Related: 10 Go-To Self-Care Activities That Don’t Cost a Darn Thing
2. Make relaxation a priority
Too often, we wait until the weekend to allow ourselves time to relax when we should be incorporating moments into our everyday life. For some, adding relaxing activities to the calendar helps create habits and maintain accountability. For others, it’s easier to start a routine of winding down at the end of the day. Either way, here are quick ways to make relaxation a top priority.
Practice breathing exercises — Intentional breathwork has been proven to help calm our central nervous system and instantly relax us. Begin with an inhale of 3-5 seconds, hold for 3-5 seconds, exhale for 3-5 seconds and repeat several times. This can be done during the day after a long meeting or a stressful interaction or as a jumpstart to your morning or transition into the evening.
Related: Here’s One Way to Relax and Get a Good Night’s Sleep
3. Pause for gratitude
Switching daily habits requires a switch in overall mindset. Focusing on gratitude helps train our minds to look toward the positive rather than dwell on the negative. Start a daily list with three things you’re grateful for that day.
If you feel inclined, continue with a gratitude journal to expand on your thoughts and walk through any emotions you may be feeling. Also, implementing another creative expression through art or music is another way to enhance your gratitude practice and make it a habit.
Limit your social media consumption — We are connected to our phones and other digital devices personally and often for work, which makes it hard to put down the electronics and disconnect.

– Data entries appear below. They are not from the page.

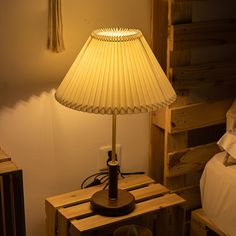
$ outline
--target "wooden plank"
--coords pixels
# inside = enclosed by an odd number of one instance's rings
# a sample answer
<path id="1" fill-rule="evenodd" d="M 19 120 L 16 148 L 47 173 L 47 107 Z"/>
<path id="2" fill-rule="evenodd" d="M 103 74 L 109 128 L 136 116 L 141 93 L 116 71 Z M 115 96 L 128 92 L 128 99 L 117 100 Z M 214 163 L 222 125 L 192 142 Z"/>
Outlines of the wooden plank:
<path id="1" fill-rule="evenodd" d="M 197 209 L 195 211 L 192 211 L 192 222 L 191 223 L 197 223 L 198 227 L 202 228 L 210 228 L 215 233 L 217 233 L 220 236 L 226 236 L 206 215 L 204 210 L 202 208 Z M 194 232 L 191 232 L 191 235 L 196 235 Z"/>
<path id="2" fill-rule="evenodd" d="M 236 62 L 234 61 L 174 67 L 170 73 L 175 89 L 186 90 L 236 84 Z"/>
<path id="3" fill-rule="evenodd" d="M 11 158 L 0 148 L 0 163 L 4 161 L 10 161 Z"/>
<path id="4" fill-rule="evenodd" d="M 201 207 L 201 195 L 199 186 L 187 186 L 174 191 L 186 200 L 185 209 L 192 210 Z"/>
<path id="5" fill-rule="evenodd" d="M 159 198 L 150 199 L 148 201 L 136 204 L 135 210 L 127 215 L 117 216 L 117 217 L 106 217 L 106 216 L 101 216 L 101 215 L 94 215 L 91 217 L 87 217 L 85 219 L 73 220 L 71 221 L 72 232 L 73 231 L 80 232 L 80 233 L 86 232 L 91 229 L 108 226 L 116 222 L 123 221 L 126 219 L 131 219 L 131 218 L 143 215 L 143 214 L 157 212 L 161 208 L 174 206 L 181 203 L 184 203 L 184 200 L 178 195 L 166 194 Z"/>
<path id="6" fill-rule="evenodd" d="M 126 178 L 120 179 L 118 182 L 118 187 L 120 189 L 132 190 L 139 187 L 147 186 L 151 183 L 154 183 L 154 180 L 146 175 L 130 175 Z M 87 202 L 95 192 L 103 189 L 103 187 L 104 184 L 101 184 L 99 186 L 60 194 L 54 197 L 47 198 L 46 202 L 48 202 L 55 208 L 71 206 L 81 202 Z"/>
<path id="7" fill-rule="evenodd" d="M 169 24 L 192 22 L 192 1 L 172 1 Z"/>
<path id="8" fill-rule="evenodd" d="M 3 179 L 3 208 L 4 208 L 4 223 L 5 232 L 9 236 L 16 235 L 16 222 L 14 214 L 14 201 L 13 201 L 13 188 L 12 188 L 12 177 L 11 175 L 2 176 Z"/>
<path id="9" fill-rule="evenodd" d="M 149 157 L 149 175 L 158 183 L 164 176 L 164 130 L 151 124 L 151 154 Z"/>
<path id="10" fill-rule="evenodd" d="M 170 50 L 236 43 L 236 20 L 219 20 L 169 26 Z"/>
<path id="11" fill-rule="evenodd" d="M 236 2 L 235 0 L 212 0 L 193 1 L 192 21 L 203 22 L 217 19 L 235 18 Z"/>
<path id="12" fill-rule="evenodd" d="M 232 99 L 226 99 L 171 108 L 169 119 L 166 120 L 167 130 L 169 133 L 175 133 L 223 124 L 232 102 Z"/>
<path id="13" fill-rule="evenodd" d="M 169 153 L 166 176 L 174 177 L 202 170 L 206 162 L 219 151 L 218 145 L 211 143 Z"/>
<path id="14" fill-rule="evenodd" d="M 169 192 L 169 189 L 160 184 L 151 184 L 147 187 L 130 191 L 135 198 L 135 202 L 146 201 L 150 198 L 159 197 Z M 91 210 L 90 203 L 82 203 L 75 206 L 60 208 L 58 210 L 58 235 L 67 235 L 69 222 L 72 219 L 82 219 L 94 215 L 95 212 Z"/>
<path id="15" fill-rule="evenodd" d="M 49 201 L 45 201 L 46 212 L 46 234 L 47 236 L 57 235 L 57 209 Z"/>
<path id="16" fill-rule="evenodd" d="M 168 1 L 153 1 L 153 52 L 167 73 Z"/>
<path id="17" fill-rule="evenodd" d="M 154 183 L 154 180 L 146 175 L 132 175 L 124 179 L 120 179 L 118 185 L 120 189 L 131 190 L 144 187 L 152 183 Z M 47 236 L 54 236 L 57 234 L 58 229 L 56 217 L 58 208 L 88 202 L 91 196 L 103 187 L 104 184 L 47 198 L 45 200 Z"/>
<path id="18" fill-rule="evenodd" d="M 26 228 L 25 228 L 25 208 L 24 208 L 22 170 L 12 173 L 12 188 L 13 188 L 12 198 L 14 200 L 16 236 L 18 235 L 25 236 Z"/>
<path id="19" fill-rule="evenodd" d="M 1 162 L 0 174 L 11 173 L 11 172 L 18 171 L 18 170 L 19 169 L 12 161 Z"/>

However, studies show too much time on social media can lead to increased anxiety and depression, as well as hinder our in-person interactions. Though it may feel relaxing to mindlessly scroll through your social media feed, be careful of the content you browse and the time spent.
To create better habits, set a timer and plan an alternative activity instead. Remove social media apps from your phone. Or, take a full-out break from social media temporarily to see how your mind responds. You may find you don’t crave it as much as you think. These are a few ways to intentionally focus less time online and more on your mental well-being.
Connect with your community — Fortunately, the stigma of mental health has started to be eradicated, and more people feel comfortable speaking out about their struggles. Sharing with and supporting others can help you with your mental health journey. Reach out to the resources available and know some people want to support you.
Making these lifestyle changes can feel overwhelming, but when you break it down into smaller steps, all you have to do is take action.